Just came across a video by Nike. The Jogger, in the "Find Your Greatness" series. Nathan is a 12 year old from London, OH. He is overweight and they have him jogging in the video. Take a look here:
The first thing I thought was. Yay, Nike! It's about time we see some images that inspire kids to move. Not just any kids though -- those kids who think they can't even begin to start! This image, in my opinion, is so much better for our kids! These are the kids who really need to be moving, playing, jumping.
It just might make them think, "If Nathan can, then why can't I?"
And if you get them thinking, "Why can't I?" and they start to believe it's possible, you get them DOING.
It also made wonder how I would have received this message as a teenager. I was constantly doing things I was told I was too "fat" or "overweight" to do. It was a limiting factor over everything I wanted to do in my teenage years. I never saw anyone like me doing the things I wanted and tried to do. My family only saw the world through the eyes of a dancer... these were the messages I received:
"You have natural ability to dance but, you don't have a dancer's body."

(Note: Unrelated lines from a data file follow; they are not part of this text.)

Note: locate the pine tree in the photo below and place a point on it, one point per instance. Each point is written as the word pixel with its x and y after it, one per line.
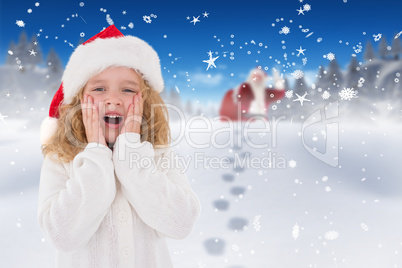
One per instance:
pixel 369 52
pixel 334 77
pixel 352 74
pixel 54 62
pixel 21 50
pixel 396 47
pixel 382 48
pixel 189 107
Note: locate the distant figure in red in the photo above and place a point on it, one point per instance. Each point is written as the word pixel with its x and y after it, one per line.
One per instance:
pixel 252 97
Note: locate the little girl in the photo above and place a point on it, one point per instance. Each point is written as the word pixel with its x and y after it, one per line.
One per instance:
pixel 103 199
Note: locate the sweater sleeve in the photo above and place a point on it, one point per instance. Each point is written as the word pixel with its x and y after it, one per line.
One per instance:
pixel 71 207
pixel 158 190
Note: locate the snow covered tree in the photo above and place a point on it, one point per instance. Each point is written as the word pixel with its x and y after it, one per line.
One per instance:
pixel 21 50
pixel 382 48
pixel 54 62
pixel 320 78
pixel 189 107
pixel 369 52
pixel 334 78
pixel 300 86
pixel 396 47
pixel 352 74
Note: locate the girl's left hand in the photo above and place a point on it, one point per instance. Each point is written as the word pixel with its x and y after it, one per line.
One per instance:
pixel 134 115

"You need to lose weight."
"You can try out for the [insert any number of sports here] team, but you won't make the team,
"You are too heavy."
"It won't matter how good you can sing, you'll never land *that* part."
"You're too heavy; you don't *look* the part."
"You can audition for that scholarship, but they probably won't take you because of how you look."
"You need to lose weight to find a job after college."
"You can't ride a bike that far."
"Are you crazy? You're much too heavy."
"You can't do a triathlon."
"Your weight will make it soooo hard"
Kids should be encouraged to move before it's too late and before they've grown accustomed to coming home from school and hitting the couch with the remote. Kids need supportive reinforcement when they start to move, so they feel good about themselves and positive about the experience, so that they want to return to it later.
I can remember starting to jog when I was in High School. I don't recall what got me started -- probably being told again how I needed to lose weight. Anyway, one day, I threw on some shorts, sneakers and shirt and began to run around the neighborhood pretty routinely, which is kind of funny since I pretty much have a love-hate relationship with running now. When I started running though, I had no support from my family in the way of encouragement. Granted running wasn't their thing... they just didn't have time to understand anything outside of Dance. I honestly don't think they knew how to be supportive of anything outside of the Arts.
My point is, a little encouragement goes a long way. A bit of positive reinforcement sends a message to the kid what they're doing is a good thing, no matter how awkward they might feel or look.
The images we're bombarded with are of accomplished athletes with beautiful, athletic, bodies! Kudos to them for bringing their bodies to that point. It just cannot the short-term goal for some kids who have a long way to go -- if it's even a realistic long-term goal at all.
They need to hear, you CAN move. You can play sports. Everyone starts somewhere. Everyone feels awkward to start, but with practice you improve. You get fitter. You will be healthier.
Kids need to see more kids like Nathan, finding their Greatness, no matter how imperfect or unlikely an athlete they may be. I know this, because I was a "Nathan."